Leprosy is a neglected disease, but research is essential as the elimination of leprosy bacilli from host cells presents a significant challenge. This may be due to the quiescent nature of Mycobacterium leprae. Infection of host cells induces differential responses in humans, based on which the disease shows a spectrum of disease manifestation, from lepromatous on one pole to tuberculoid form on the opposite pole.
The advent of multidrug therapy (MDT) has revolutionized the control of leprosy, but elimination can only be achieved with a vaccine.
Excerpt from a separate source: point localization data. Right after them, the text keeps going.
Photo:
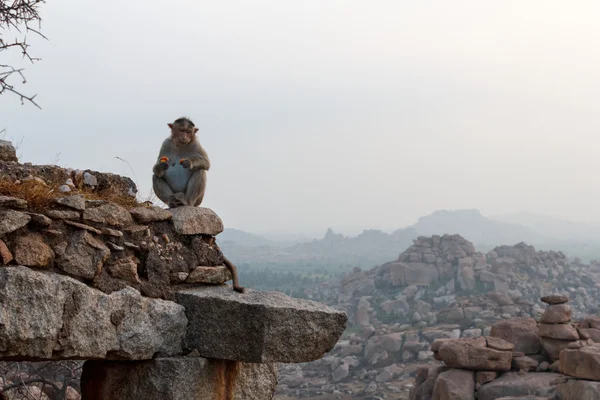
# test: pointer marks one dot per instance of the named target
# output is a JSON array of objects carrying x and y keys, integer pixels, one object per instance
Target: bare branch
[{"x": 15, "y": 14}]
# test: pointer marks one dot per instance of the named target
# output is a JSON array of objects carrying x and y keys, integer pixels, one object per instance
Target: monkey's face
[{"x": 182, "y": 135}]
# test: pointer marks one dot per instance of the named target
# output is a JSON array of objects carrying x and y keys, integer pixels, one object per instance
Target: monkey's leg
[
  {"x": 162, "y": 189},
  {"x": 196, "y": 188}
]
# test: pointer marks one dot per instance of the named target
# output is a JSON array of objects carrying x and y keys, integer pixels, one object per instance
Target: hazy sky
[{"x": 318, "y": 113}]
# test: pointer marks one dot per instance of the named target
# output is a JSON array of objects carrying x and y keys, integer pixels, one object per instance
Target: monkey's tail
[{"x": 233, "y": 270}]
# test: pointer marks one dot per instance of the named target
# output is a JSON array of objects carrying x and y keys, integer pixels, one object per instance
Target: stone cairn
[
  {"x": 140, "y": 292},
  {"x": 553, "y": 359}
]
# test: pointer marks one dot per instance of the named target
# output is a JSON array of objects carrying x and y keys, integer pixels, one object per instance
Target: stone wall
[{"x": 139, "y": 291}]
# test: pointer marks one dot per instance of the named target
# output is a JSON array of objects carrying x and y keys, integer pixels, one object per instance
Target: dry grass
[{"x": 41, "y": 197}]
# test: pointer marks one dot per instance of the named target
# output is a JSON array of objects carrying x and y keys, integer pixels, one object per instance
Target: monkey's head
[{"x": 183, "y": 132}]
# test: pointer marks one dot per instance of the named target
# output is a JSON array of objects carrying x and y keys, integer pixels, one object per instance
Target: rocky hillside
[
  {"x": 139, "y": 292},
  {"x": 440, "y": 287}
]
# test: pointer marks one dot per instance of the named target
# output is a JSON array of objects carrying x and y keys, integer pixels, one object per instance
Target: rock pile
[
  {"x": 395, "y": 320},
  {"x": 572, "y": 354},
  {"x": 141, "y": 292}
]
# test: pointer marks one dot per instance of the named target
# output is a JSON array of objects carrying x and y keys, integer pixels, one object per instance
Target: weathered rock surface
[
  {"x": 555, "y": 299},
  {"x": 5, "y": 254},
  {"x": 558, "y": 331},
  {"x": 105, "y": 212},
  {"x": 522, "y": 332},
  {"x": 84, "y": 255},
  {"x": 557, "y": 314},
  {"x": 212, "y": 275},
  {"x": 145, "y": 215},
  {"x": 196, "y": 220},
  {"x": 183, "y": 378},
  {"x": 76, "y": 202},
  {"x": 469, "y": 354},
  {"x": 47, "y": 316},
  {"x": 12, "y": 202},
  {"x": 455, "y": 384},
  {"x": 11, "y": 220},
  {"x": 553, "y": 347},
  {"x": 258, "y": 326},
  {"x": 581, "y": 363},
  {"x": 520, "y": 385},
  {"x": 578, "y": 390},
  {"x": 30, "y": 250}
]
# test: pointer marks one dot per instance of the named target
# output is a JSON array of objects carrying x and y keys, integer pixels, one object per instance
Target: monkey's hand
[
  {"x": 160, "y": 168},
  {"x": 185, "y": 163}
]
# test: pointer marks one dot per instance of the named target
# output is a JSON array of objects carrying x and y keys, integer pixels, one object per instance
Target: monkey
[
  {"x": 211, "y": 241},
  {"x": 179, "y": 175}
]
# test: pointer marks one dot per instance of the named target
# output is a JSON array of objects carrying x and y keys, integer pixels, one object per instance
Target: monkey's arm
[
  {"x": 160, "y": 167},
  {"x": 200, "y": 163},
  {"x": 199, "y": 159}
]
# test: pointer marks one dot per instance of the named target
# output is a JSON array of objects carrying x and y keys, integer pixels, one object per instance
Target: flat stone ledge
[
  {"x": 259, "y": 327},
  {"x": 210, "y": 275},
  {"x": 181, "y": 378},
  {"x": 196, "y": 221},
  {"x": 47, "y": 316}
]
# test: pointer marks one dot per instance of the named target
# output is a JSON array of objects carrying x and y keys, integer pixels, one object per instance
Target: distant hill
[
  {"x": 476, "y": 228},
  {"x": 373, "y": 247},
  {"x": 555, "y": 228}
]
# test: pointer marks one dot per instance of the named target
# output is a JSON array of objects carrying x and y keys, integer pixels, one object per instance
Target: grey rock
[
  {"x": 105, "y": 212},
  {"x": 7, "y": 151},
  {"x": 579, "y": 390},
  {"x": 212, "y": 275},
  {"x": 76, "y": 202},
  {"x": 66, "y": 319},
  {"x": 144, "y": 215},
  {"x": 555, "y": 299},
  {"x": 84, "y": 256},
  {"x": 84, "y": 227},
  {"x": 182, "y": 378},
  {"x": 30, "y": 250},
  {"x": 258, "y": 326},
  {"x": 40, "y": 219},
  {"x": 455, "y": 384},
  {"x": 11, "y": 220},
  {"x": 196, "y": 220},
  {"x": 341, "y": 373},
  {"x": 63, "y": 214},
  {"x": 90, "y": 179},
  {"x": 5, "y": 254},
  {"x": 12, "y": 202}
]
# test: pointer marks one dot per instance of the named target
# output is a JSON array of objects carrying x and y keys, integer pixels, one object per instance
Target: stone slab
[
  {"x": 196, "y": 221},
  {"x": 258, "y": 326},
  {"x": 47, "y": 316},
  {"x": 181, "y": 378}
]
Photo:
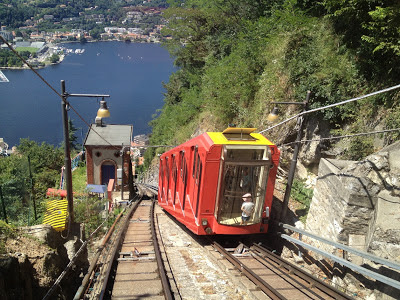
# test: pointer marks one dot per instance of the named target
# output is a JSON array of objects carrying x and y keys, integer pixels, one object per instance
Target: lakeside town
[{"x": 41, "y": 47}]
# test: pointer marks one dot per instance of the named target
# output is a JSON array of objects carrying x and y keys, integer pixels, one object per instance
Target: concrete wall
[{"x": 357, "y": 203}]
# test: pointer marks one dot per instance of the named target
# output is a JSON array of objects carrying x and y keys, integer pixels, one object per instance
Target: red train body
[{"x": 201, "y": 182}]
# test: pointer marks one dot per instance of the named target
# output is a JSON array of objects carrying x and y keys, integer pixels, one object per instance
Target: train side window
[
  {"x": 174, "y": 175},
  {"x": 198, "y": 179},
  {"x": 168, "y": 173},
  {"x": 181, "y": 162},
  {"x": 194, "y": 160},
  {"x": 184, "y": 177},
  {"x": 197, "y": 168}
]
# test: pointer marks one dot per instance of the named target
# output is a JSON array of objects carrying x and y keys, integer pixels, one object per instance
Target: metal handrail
[
  {"x": 359, "y": 269},
  {"x": 363, "y": 254}
]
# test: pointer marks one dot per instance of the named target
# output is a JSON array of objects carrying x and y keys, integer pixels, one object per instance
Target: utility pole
[
  {"x": 300, "y": 124},
  {"x": 3, "y": 206},
  {"x": 67, "y": 153}
]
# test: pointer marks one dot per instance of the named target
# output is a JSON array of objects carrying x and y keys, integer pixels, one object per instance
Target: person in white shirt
[{"x": 247, "y": 208}]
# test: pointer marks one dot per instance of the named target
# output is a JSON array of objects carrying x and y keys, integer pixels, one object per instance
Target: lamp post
[
  {"x": 103, "y": 112},
  {"x": 300, "y": 124}
]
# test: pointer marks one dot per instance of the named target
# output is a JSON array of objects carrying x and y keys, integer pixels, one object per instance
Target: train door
[
  {"x": 193, "y": 195},
  {"x": 174, "y": 179},
  {"x": 245, "y": 170},
  {"x": 168, "y": 177},
  {"x": 182, "y": 186}
]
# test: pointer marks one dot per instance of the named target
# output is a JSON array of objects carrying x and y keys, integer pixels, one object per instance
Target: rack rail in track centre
[
  {"x": 140, "y": 273},
  {"x": 276, "y": 277}
]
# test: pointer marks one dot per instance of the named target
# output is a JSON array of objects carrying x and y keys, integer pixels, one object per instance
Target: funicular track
[
  {"x": 140, "y": 273},
  {"x": 129, "y": 262},
  {"x": 134, "y": 267},
  {"x": 276, "y": 277}
]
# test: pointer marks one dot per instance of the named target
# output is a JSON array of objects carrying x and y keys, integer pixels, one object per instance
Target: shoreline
[{"x": 63, "y": 55}]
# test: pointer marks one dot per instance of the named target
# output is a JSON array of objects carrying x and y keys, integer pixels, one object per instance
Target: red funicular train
[{"x": 201, "y": 182}]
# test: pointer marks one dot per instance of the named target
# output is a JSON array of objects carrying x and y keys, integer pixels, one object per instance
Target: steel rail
[
  {"x": 116, "y": 247},
  {"x": 363, "y": 254},
  {"x": 85, "y": 280},
  {"x": 318, "y": 283},
  {"x": 160, "y": 263},
  {"x": 264, "y": 286},
  {"x": 343, "y": 262}
]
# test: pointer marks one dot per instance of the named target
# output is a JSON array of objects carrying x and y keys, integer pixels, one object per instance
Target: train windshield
[{"x": 244, "y": 171}]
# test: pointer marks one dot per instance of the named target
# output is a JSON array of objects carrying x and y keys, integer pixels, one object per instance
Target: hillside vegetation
[{"x": 235, "y": 57}]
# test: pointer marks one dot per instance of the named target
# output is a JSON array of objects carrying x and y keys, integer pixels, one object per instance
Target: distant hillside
[
  {"x": 16, "y": 13},
  {"x": 236, "y": 57}
]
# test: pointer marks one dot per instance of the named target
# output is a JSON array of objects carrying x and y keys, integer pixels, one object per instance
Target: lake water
[{"x": 132, "y": 74}]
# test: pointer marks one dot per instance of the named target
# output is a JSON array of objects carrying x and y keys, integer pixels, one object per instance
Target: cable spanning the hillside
[
  {"x": 54, "y": 90},
  {"x": 332, "y": 105},
  {"x": 342, "y": 136}
]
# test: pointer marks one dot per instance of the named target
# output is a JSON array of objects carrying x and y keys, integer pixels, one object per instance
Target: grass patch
[
  {"x": 79, "y": 179},
  {"x": 302, "y": 195}
]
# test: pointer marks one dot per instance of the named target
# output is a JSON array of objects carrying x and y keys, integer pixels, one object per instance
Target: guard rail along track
[{"x": 276, "y": 277}]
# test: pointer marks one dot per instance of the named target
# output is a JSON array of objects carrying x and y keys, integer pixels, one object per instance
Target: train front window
[{"x": 244, "y": 169}]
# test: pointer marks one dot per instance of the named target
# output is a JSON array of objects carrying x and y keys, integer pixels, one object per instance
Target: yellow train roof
[
  {"x": 235, "y": 135},
  {"x": 56, "y": 214}
]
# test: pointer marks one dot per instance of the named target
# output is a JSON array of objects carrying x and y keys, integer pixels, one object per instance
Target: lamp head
[
  {"x": 103, "y": 111},
  {"x": 273, "y": 115}
]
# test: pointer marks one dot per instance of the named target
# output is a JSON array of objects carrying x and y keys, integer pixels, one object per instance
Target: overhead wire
[
  {"x": 332, "y": 105},
  {"x": 342, "y": 136},
  {"x": 55, "y": 91}
]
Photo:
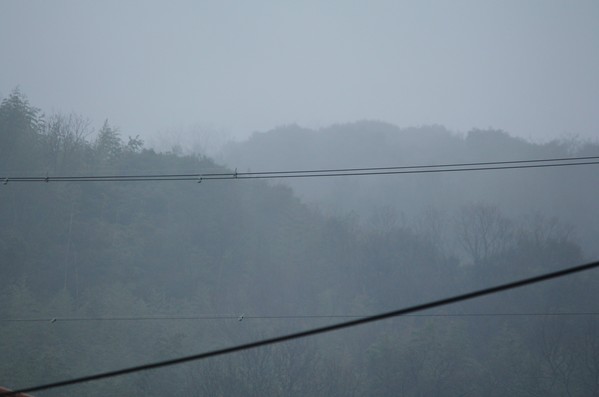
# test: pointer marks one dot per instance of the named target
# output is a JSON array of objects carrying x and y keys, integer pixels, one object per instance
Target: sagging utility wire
[
  {"x": 315, "y": 331},
  {"x": 53, "y": 320},
  {"x": 319, "y": 173}
]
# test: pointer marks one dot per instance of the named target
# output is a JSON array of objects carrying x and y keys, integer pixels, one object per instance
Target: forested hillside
[
  {"x": 102, "y": 275},
  {"x": 567, "y": 193}
]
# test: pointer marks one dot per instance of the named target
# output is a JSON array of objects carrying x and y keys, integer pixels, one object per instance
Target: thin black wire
[
  {"x": 284, "y": 317},
  {"x": 431, "y": 168},
  {"x": 315, "y": 331}
]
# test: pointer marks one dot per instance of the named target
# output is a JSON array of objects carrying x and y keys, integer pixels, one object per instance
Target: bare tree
[{"x": 483, "y": 231}]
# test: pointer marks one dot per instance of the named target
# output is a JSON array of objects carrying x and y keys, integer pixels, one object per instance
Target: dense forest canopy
[{"x": 75, "y": 252}]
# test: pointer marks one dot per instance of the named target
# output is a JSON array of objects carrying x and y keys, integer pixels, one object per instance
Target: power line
[
  {"x": 280, "y": 317},
  {"x": 408, "y": 169},
  {"x": 315, "y": 331}
]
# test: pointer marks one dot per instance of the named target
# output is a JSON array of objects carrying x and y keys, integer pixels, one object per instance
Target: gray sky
[{"x": 528, "y": 67}]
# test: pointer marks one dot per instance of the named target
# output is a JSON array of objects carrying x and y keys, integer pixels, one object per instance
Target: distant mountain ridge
[{"x": 556, "y": 192}]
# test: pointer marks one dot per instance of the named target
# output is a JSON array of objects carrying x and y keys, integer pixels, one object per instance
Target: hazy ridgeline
[{"x": 323, "y": 246}]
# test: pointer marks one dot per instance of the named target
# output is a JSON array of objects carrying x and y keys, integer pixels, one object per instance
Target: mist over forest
[{"x": 103, "y": 275}]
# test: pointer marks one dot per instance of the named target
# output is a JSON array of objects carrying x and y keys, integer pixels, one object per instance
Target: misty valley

BCG is the most studied vaccine and holds promise. Several studies indicate that BCG confers some protection against leprosy. In this talk Dr Yumi Maeda, of the Leprosy Research Center National Tokyo Institute of Infectious Diseases, Japan, will discuss how her team has constructed a recombinant BCG that secretes Major Membrane Protein-II of M. leprae, and found that it was effective in inhibiting the growth of M. leprae in mice footpads. Studies are underway to produce BCG that is stable and can be used for large scale preparation.
Detection of leprosy is also necessary for early treatment. From the analysis of the genomic sequence, specific genes coding for antigens of leprosy were selected for evaluating the antibodies in the sera of patients, and user-friendly tools are also being developed.